Use lossy where some imperceptible or tolerable loss is an acceptable price for much smaller files: photographs (JPEG), streamed music (MP3/AAC) and video (H.264). The eye and ear cannot perceive the discarded detail, so the saving is "free" in practice.

Exam Tip: "Lossless" does not mean "no compression" — it means no loss of information while still shrinking the file. And lossy compression is not "low quality"; it is a deliberate, often imperceptible trade of fidelity for size. Justify the choice by asking whether the discarded data would matter: a contract → lossless; a holiday photo → lossy is fine.

Run-Length Encoding (RLE)

Run-length encoding is a simple lossless technique that exploits runs — consecutive repetitions of the same value. Each run is replaced by a (count, value) pair, so a long run collapses to two items. It is highly effective on data with large uniform regions (simple graphics, icons, scanned line-art) and ineffective — even counter-productive — on data with little repetition.

Worked example 1 — a string

Take the 12-character string AAAAAABBBCCD. Scanning left to right, the runs are: six A's, three B's, two C's, one D. RLE encodes each as a count followed by the symbol:

Run	Encoded
AAAAAA	6A
BBB	3B
CC	2C
D	1D

Encoded output: 6A 3B 2C 1D. The original 12 symbols become 8 items (4 counts + 4 symbols), a saving of one third — and the original is recoverable exactly, so it is lossless.

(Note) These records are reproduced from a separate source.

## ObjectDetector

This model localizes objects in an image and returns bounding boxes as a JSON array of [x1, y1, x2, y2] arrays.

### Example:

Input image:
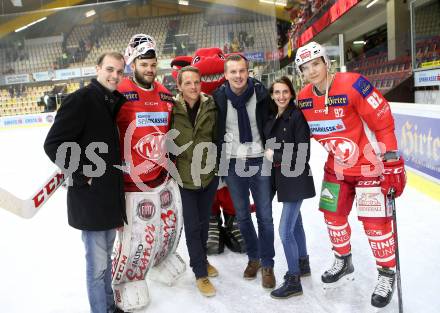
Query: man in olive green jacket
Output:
[[170, 66, 219, 297], [171, 92, 217, 190]]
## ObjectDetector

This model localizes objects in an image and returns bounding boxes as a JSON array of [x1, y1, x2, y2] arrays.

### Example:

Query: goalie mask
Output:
[[295, 41, 330, 73], [125, 34, 157, 65]]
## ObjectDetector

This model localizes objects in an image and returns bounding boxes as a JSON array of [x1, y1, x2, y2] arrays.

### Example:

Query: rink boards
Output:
[[1, 103, 438, 201]]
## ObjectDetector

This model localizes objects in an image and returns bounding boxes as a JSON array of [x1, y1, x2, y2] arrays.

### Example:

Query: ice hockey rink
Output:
[[0, 125, 439, 313]]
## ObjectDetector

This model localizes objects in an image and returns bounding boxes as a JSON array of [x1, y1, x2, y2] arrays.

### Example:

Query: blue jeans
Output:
[[82, 230, 116, 313], [279, 201, 308, 275], [225, 157, 275, 268]]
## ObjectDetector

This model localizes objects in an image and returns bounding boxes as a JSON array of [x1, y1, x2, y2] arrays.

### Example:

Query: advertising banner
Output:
[[414, 68, 440, 87], [394, 113, 440, 180], [0, 113, 55, 130], [244, 51, 265, 62], [157, 59, 173, 70], [33, 71, 53, 82], [81, 66, 96, 77], [54, 68, 81, 80], [5, 74, 30, 85], [265, 49, 284, 61]]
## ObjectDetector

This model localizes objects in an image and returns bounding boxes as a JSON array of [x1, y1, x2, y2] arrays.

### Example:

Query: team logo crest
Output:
[[137, 200, 156, 220], [134, 132, 166, 161], [160, 189, 173, 208], [318, 136, 357, 163]]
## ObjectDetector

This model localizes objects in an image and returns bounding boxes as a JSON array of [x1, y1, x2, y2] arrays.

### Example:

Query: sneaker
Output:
[[196, 277, 216, 297], [270, 272, 303, 299], [321, 254, 354, 287], [207, 262, 219, 278], [223, 213, 246, 253], [243, 260, 261, 280], [262, 267, 276, 289], [371, 267, 396, 308], [299, 255, 311, 277], [207, 214, 225, 255]]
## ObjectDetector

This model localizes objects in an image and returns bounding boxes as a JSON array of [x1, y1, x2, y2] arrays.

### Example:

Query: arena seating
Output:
[[0, 41, 62, 75], [347, 52, 412, 94], [2, 6, 438, 117], [0, 85, 53, 116]]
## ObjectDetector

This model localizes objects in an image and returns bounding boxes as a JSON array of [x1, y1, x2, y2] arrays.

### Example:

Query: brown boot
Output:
[[262, 267, 276, 289], [196, 277, 216, 297], [243, 260, 261, 280], [207, 262, 219, 277]]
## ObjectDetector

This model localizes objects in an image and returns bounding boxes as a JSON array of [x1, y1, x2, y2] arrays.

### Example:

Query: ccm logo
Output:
[[358, 180, 380, 186], [32, 172, 65, 208], [383, 166, 404, 175]]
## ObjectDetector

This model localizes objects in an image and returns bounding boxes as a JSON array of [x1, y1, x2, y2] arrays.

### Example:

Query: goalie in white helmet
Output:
[[294, 41, 406, 308], [111, 34, 185, 312], [124, 33, 158, 88]]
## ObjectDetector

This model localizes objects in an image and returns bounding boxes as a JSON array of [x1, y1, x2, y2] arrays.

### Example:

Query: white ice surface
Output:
[[0, 126, 439, 313]]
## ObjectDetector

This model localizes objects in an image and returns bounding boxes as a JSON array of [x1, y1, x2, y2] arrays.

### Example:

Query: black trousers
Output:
[[180, 177, 219, 279]]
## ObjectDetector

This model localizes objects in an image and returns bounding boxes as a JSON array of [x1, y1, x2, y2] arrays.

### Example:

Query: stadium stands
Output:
[[347, 52, 412, 94], [1, 1, 438, 117], [0, 12, 280, 117], [0, 85, 52, 116]]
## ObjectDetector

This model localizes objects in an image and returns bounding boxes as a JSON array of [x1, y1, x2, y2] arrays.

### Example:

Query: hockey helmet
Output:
[[124, 33, 157, 65], [294, 41, 330, 72]]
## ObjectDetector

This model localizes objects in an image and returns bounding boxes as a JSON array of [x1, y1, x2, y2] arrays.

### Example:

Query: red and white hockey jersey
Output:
[[117, 78, 174, 191], [297, 72, 397, 177]]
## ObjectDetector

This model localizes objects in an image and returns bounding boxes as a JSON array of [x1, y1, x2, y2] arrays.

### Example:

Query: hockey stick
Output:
[[0, 170, 65, 219], [389, 190, 403, 313]]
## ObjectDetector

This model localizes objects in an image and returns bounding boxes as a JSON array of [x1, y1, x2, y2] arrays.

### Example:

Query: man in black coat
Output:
[[44, 52, 126, 313]]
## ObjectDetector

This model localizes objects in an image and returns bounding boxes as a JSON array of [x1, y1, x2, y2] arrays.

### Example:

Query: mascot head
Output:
[[171, 47, 229, 95]]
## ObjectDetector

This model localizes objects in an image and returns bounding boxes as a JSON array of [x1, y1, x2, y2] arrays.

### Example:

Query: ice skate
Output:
[[321, 254, 354, 289]]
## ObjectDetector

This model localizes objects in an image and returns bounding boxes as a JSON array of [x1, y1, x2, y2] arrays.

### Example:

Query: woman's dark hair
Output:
[[268, 76, 296, 114]]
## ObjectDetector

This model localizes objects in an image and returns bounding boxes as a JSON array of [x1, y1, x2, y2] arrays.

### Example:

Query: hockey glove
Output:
[[380, 158, 406, 198]]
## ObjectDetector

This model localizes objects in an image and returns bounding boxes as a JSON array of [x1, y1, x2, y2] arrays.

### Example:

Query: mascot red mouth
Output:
[[171, 47, 228, 94]]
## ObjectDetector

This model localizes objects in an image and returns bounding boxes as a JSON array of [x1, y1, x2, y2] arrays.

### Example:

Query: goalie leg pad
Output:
[[153, 178, 184, 265], [112, 191, 162, 310], [113, 280, 150, 311], [148, 252, 187, 286], [112, 179, 185, 310], [112, 192, 162, 285], [324, 213, 351, 256], [363, 221, 396, 268]]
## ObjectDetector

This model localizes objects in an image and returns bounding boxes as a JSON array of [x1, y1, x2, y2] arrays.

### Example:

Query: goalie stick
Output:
[[0, 170, 64, 218]]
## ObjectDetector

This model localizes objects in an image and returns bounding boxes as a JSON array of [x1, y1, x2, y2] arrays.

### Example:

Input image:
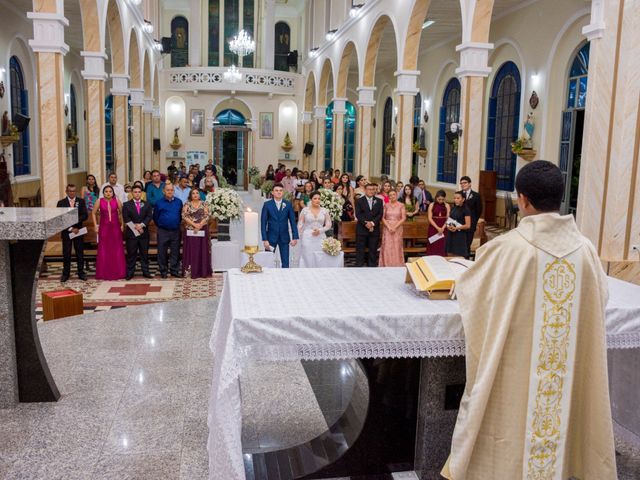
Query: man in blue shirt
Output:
[[174, 175, 191, 203], [152, 183, 183, 278], [146, 170, 165, 207]]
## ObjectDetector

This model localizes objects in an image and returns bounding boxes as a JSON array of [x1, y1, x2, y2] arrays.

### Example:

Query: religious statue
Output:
[[523, 112, 535, 149], [419, 127, 426, 149], [1, 111, 9, 136], [170, 126, 182, 150]]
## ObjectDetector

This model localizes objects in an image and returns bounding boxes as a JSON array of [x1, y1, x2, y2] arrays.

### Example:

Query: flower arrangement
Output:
[[385, 142, 395, 155], [218, 175, 229, 189], [261, 179, 275, 197], [205, 188, 242, 221], [250, 174, 263, 190], [511, 137, 529, 154], [322, 237, 342, 256], [248, 166, 261, 178], [282, 132, 293, 151], [319, 188, 344, 221]]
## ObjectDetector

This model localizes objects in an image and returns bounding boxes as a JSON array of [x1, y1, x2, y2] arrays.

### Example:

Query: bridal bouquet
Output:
[[319, 188, 344, 220], [206, 188, 242, 220], [322, 237, 342, 256]]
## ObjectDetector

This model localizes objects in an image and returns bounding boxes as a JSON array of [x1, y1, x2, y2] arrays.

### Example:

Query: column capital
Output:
[[582, 0, 605, 40], [143, 98, 154, 114], [300, 111, 313, 125], [129, 89, 145, 107], [110, 74, 130, 96], [313, 105, 326, 119], [455, 42, 493, 77], [393, 70, 420, 95], [152, 106, 161, 119], [28, 12, 69, 55], [81, 51, 108, 81], [332, 97, 348, 115], [357, 86, 376, 107]]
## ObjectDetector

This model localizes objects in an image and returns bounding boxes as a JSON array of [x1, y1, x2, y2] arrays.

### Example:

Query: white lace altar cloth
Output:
[[207, 268, 640, 480]]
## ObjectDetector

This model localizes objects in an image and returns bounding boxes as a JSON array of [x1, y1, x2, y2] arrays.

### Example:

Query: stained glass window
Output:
[[437, 78, 461, 184], [242, 0, 255, 68], [567, 43, 590, 110], [208, 0, 220, 66], [381, 98, 392, 175], [9, 56, 30, 176], [105, 95, 114, 174], [412, 92, 421, 177], [324, 103, 333, 171], [343, 102, 356, 174], [224, 0, 240, 66]]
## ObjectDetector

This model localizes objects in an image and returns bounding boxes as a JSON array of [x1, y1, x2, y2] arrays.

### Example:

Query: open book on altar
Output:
[[405, 256, 474, 299]]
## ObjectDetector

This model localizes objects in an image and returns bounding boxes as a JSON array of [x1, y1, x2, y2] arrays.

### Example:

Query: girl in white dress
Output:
[[297, 191, 332, 268]]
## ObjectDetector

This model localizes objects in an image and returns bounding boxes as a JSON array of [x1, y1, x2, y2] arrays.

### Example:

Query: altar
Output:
[[207, 267, 640, 479]]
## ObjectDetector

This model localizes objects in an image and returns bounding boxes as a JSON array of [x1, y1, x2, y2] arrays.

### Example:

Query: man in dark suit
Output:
[[56, 184, 88, 282], [260, 183, 298, 268], [460, 175, 483, 252], [122, 184, 153, 280], [355, 183, 383, 267]]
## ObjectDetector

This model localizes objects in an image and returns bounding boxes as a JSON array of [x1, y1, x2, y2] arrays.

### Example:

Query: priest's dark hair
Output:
[[515, 160, 564, 212]]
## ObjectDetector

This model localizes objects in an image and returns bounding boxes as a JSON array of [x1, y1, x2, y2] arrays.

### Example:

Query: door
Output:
[[558, 110, 577, 215]]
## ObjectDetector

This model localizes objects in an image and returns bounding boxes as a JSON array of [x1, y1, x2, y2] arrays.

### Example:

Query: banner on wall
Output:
[[186, 151, 209, 167]]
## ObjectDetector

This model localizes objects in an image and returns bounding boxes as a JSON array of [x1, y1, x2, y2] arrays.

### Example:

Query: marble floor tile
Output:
[[92, 452, 181, 480], [179, 446, 209, 480], [103, 413, 185, 455]]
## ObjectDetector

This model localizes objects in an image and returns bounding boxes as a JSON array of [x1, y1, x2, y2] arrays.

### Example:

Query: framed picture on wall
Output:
[[190, 109, 205, 136], [259, 112, 273, 139]]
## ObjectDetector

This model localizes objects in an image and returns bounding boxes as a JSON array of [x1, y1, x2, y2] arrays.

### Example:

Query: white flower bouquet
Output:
[[322, 237, 342, 256], [206, 188, 242, 220], [319, 188, 344, 221], [247, 166, 261, 178]]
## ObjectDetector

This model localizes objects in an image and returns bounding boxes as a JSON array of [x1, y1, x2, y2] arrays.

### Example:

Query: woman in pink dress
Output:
[[426, 189, 450, 256], [92, 185, 126, 280], [379, 189, 407, 267]]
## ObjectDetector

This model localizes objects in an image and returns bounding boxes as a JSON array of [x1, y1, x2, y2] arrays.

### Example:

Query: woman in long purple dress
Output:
[[182, 188, 212, 278], [379, 190, 407, 267], [92, 185, 126, 280], [426, 189, 450, 256]]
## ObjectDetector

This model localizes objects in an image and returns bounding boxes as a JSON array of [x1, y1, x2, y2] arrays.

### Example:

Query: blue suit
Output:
[[260, 199, 299, 268]]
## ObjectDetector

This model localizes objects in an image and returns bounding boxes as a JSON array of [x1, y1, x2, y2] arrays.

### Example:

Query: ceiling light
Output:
[[229, 30, 255, 58], [422, 19, 436, 30], [349, 4, 364, 18], [223, 65, 242, 84], [325, 29, 337, 41]]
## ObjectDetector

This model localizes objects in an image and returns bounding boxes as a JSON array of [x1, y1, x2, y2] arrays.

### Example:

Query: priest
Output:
[[442, 160, 616, 479]]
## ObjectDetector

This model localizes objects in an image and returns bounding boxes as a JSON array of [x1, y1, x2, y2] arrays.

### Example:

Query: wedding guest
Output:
[[379, 189, 407, 267], [294, 170, 308, 200], [261, 183, 298, 268], [81, 174, 99, 213], [187, 172, 196, 188], [401, 184, 419, 220], [142, 170, 152, 188], [182, 188, 212, 278], [338, 174, 354, 206], [275, 164, 286, 182], [459, 175, 482, 252], [93, 185, 126, 280], [124, 184, 132, 199], [418, 179, 434, 212], [309, 170, 319, 188], [146, 170, 165, 207], [335, 184, 354, 221], [199, 165, 219, 190], [153, 183, 183, 278], [200, 177, 215, 201], [446, 191, 472, 258], [331, 169, 341, 185], [297, 191, 332, 268], [57, 184, 88, 282], [174, 175, 191, 204], [354, 175, 367, 200], [265, 164, 276, 181], [130, 181, 147, 201], [322, 177, 334, 190], [355, 183, 383, 267], [377, 180, 392, 204], [395, 181, 404, 194], [299, 181, 315, 209], [167, 160, 178, 177], [281, 169, 296, 194], [427, 190, 450, 256], [100, 172, 127, 203], [122, 184, 153, 279]]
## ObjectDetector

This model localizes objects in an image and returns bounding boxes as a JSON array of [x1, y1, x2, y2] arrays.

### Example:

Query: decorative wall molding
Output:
[[27, 12, 69, 55], [143, 98, 154, 114], [152, 106, 161, 119], [110, 74, 130, 96], [301, 111, 313, 124], [394, 70, 420, 95], [582, 0, 605, 40], [455, 42, 494, 77], [357, 86, 376, 107], [313, 105, 326, 119], [129, 89, 145, 107], [332, 97, 348, 114], [81, 51, 108, 81]]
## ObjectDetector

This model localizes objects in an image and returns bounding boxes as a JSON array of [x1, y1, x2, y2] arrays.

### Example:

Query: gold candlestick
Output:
[[241, 245, 263, 273]]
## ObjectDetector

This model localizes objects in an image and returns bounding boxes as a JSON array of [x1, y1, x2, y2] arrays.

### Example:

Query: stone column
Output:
[[27, 11, 68, 207], [301, 111, 313, 171], [456, 42, 493, 185], [394, 71, 419, 182], [189, 0, 202, 66], [110, 75, 130, 181], [152, 105, 161, 171], [143, 98, 154, 172], [331, 98, 347, 171], [81, 51, 107, 184], [129, 89, 145, 182], [313, 105, 326, 172], [356, 86, 376, 178], [262, 0, 276, 69]]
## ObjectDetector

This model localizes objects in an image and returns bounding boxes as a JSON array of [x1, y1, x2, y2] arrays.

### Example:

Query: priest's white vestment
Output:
[[442, 213, 617, 480]]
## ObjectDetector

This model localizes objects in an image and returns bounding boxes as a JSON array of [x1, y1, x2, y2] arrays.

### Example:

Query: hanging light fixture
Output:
[[223, 65, 242, 83], [229, 30, 256, 58]]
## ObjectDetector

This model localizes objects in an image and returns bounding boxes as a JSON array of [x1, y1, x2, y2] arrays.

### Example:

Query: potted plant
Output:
[[261, 179, 275, 198], [511, 137, 537, 161], [413, 142, 428, 158]]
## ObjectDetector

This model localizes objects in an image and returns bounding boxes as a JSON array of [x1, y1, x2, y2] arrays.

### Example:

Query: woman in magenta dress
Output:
[[427, 189, 450, 256], [379, 189, 407, 267], [182, 188, 213, 278], [92, 185, 126, 280]]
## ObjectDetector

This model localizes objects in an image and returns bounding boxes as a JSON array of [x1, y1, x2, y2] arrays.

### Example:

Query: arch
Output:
[[79, 0, 102, 51], [402, 0, 438, 71], [215, 109, 246, 126], [336, 41, 360, 98], [381, 97, 393, 175], [486, 61, 521, 191], [9, 55, 31, 176], [278, 99, 298, 150], [363, 15, 398, 87], [437, 78, 461, 184], [128, 28, 142, 89], [305, 70, 316, 111], [565, 42, 590, 110], [274, 21, 291, 72], [211, 97, 254, 122], [171, 15, 189, 68], [106, 0, 126, 74], [318, 57, 335, 106], [468, 0, 495, 43], [143, 51, 152, 97]]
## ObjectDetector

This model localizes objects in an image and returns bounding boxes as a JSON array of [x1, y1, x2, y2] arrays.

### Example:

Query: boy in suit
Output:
[[122, 184, 153, 279], [354, 182, 383, 267], [56, 184, 88, 282], [459, 176, 483, 252], [260, 183, 299, 268]]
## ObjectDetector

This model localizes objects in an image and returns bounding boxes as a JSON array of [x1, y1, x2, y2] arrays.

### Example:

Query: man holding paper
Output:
[[56, 184, 88, 282], [122, 184, 153, 280]]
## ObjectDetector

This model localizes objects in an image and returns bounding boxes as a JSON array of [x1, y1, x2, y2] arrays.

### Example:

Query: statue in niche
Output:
[[1, 111, 9, 136], [175, 26, 187, 49], [171, 126, 182, 149], [419, 127, 426, 149], [523, 112, 535, 149]]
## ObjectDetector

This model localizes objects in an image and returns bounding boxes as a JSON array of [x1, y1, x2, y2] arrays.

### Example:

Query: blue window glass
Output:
[[381, 98, 392, 175], [437, 78, 461, 184], [569, 42, 589, 77], [9, 56, 30, 176], [325, 102, 333, 171], [566, 42, 590, 110], [215, 109, 246, 125], [577, 76, 588, 109], [412, 92, 421, 177], [105, 95, 114, 174], [343, 102, 356, 174], [567, 79, 577, 109], [485, 61, 521, 191]]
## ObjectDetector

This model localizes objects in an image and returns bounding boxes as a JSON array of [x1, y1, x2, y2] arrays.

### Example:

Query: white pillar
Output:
[[262, 0, 276, 70], [189, 0, 202, 66]]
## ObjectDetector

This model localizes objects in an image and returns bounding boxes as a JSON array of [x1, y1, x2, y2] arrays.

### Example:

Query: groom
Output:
[[261, 183, 299, 268]]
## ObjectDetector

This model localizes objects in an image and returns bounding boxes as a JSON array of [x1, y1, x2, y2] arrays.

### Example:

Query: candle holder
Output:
[[241, 245, 263, 273]]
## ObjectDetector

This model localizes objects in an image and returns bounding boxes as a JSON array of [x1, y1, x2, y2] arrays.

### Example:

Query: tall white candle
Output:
[[244, 208, 259, 247]]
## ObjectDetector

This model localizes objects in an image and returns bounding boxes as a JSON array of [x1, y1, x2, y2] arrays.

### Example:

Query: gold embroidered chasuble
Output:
[[442, 213, 617, 480]]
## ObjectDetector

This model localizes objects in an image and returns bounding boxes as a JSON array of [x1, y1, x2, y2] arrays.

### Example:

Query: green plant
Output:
[[261, 180, 275, 196], [218, 175, 229, 188], [248, 166, 260, 178], [250, 174, 263, 189], [511, 137, 528, 153], [412, 142, 420, 153], [283, 190, 294, 203], [385, 143, 395, 155]]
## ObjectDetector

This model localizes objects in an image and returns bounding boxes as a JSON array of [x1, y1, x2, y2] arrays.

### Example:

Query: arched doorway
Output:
[[212, 109, 250, 187], [9, 56, 30, 176], [559, 42, 590, 215]]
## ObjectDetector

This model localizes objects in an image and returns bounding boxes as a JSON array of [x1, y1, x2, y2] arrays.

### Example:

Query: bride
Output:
[[297, 190, 332, 268]]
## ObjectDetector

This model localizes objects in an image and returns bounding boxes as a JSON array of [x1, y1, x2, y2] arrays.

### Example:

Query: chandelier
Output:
[[229, 29, 255, 58], [223, 65, 242, 83]]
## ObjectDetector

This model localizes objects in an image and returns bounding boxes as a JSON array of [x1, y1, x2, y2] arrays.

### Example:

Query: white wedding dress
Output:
[[297, 206, 332, 268]]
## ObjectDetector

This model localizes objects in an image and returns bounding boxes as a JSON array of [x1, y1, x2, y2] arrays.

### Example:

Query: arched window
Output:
[[210, 0, 255, 67], [324, 102, 333, 171], [567, 42, 589, 109], [207, 0, 220, 66], [9, 56, 30, 176], [274, 21, 291, 72], [214, 109, 246, 125], [412, 92, 421, 177], [437, 78, 461, 184], [70, 84, 79, 169], [343, 102, 356, 174], [171, 16, 189, 68], [381, 97, 392, 175], [105, 95, 114, 174], [486, 61, 521, 191]]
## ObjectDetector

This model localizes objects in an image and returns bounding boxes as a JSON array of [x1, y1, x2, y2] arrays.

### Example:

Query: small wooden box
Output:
[[42, 289, 84, 321]]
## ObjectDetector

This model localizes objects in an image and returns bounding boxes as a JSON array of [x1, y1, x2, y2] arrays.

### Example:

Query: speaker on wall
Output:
[[13, 113, 30, 133], [161, 37, 172, 54], [303, 142, 314, 156], [288, 50, 298, 68], [153, 138, 161, 152]]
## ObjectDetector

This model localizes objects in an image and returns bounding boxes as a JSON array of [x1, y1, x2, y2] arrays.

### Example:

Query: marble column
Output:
[[152, 105, 161, 171], [129, 89, 145, 182], [189, 0, 202, 67], [28, 12, 69, 207], [456, 42, 493, 185], [262, 0, 276, 70], [81, 51, 107, 184], [301, 111, 313, 171], [111, 75, 130, 181], [394, 71, 419, 182], [356, 86, 376, 178], [143, 99, 154, 172], [332, 98, 347, 171], [313, 105, 326, 173]]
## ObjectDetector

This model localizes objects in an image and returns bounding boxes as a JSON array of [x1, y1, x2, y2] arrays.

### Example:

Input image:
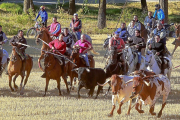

Worked example 2 — a row of bitmap pixels

RLE shines on bitmap images with blocks of identical colour. Consider one row of 20 pixels in a two-colour (black B / white W) image:

WWWWWWWWBBBBWWWWWWWW

The runs are eight W, four B, eight W, encoded as the (count, colour) pairs (8, W) (4, B) (8, W) — three pairs in place of twenty pixel values. The compression ratio here is dramatic because the row is so uniform.

When RLE fails

RLE only helps when runs exist. Apply it to ABABAB (no repeats): every "run" is length 1, giving 1A 1B 1A 1B 1A 1B — twice the original size. This is the key limitation: on data with little consecutive repetition RLE can expand rather than compress, which is why real formats only apply it where it pays.

def rle_encode(data: str) -> list[tuple[int, str]]:
    if not data:
        return []
    runs = []
    count = 1
    for i in range(1, len(data)):
        if data[i] == data[i - 1]:
            count += 1                 # extend the current run
        else:
            runs.append((count, data[i - 1]))  # close the run
            count = 1
    runs.append((count, data[-1]))     # close the final run
    return runs

print(rle_encode("AAAAAABBBCCD"))
# [(6, 'A'), (3, 'B'), (2, 'C'), (1, 'D')]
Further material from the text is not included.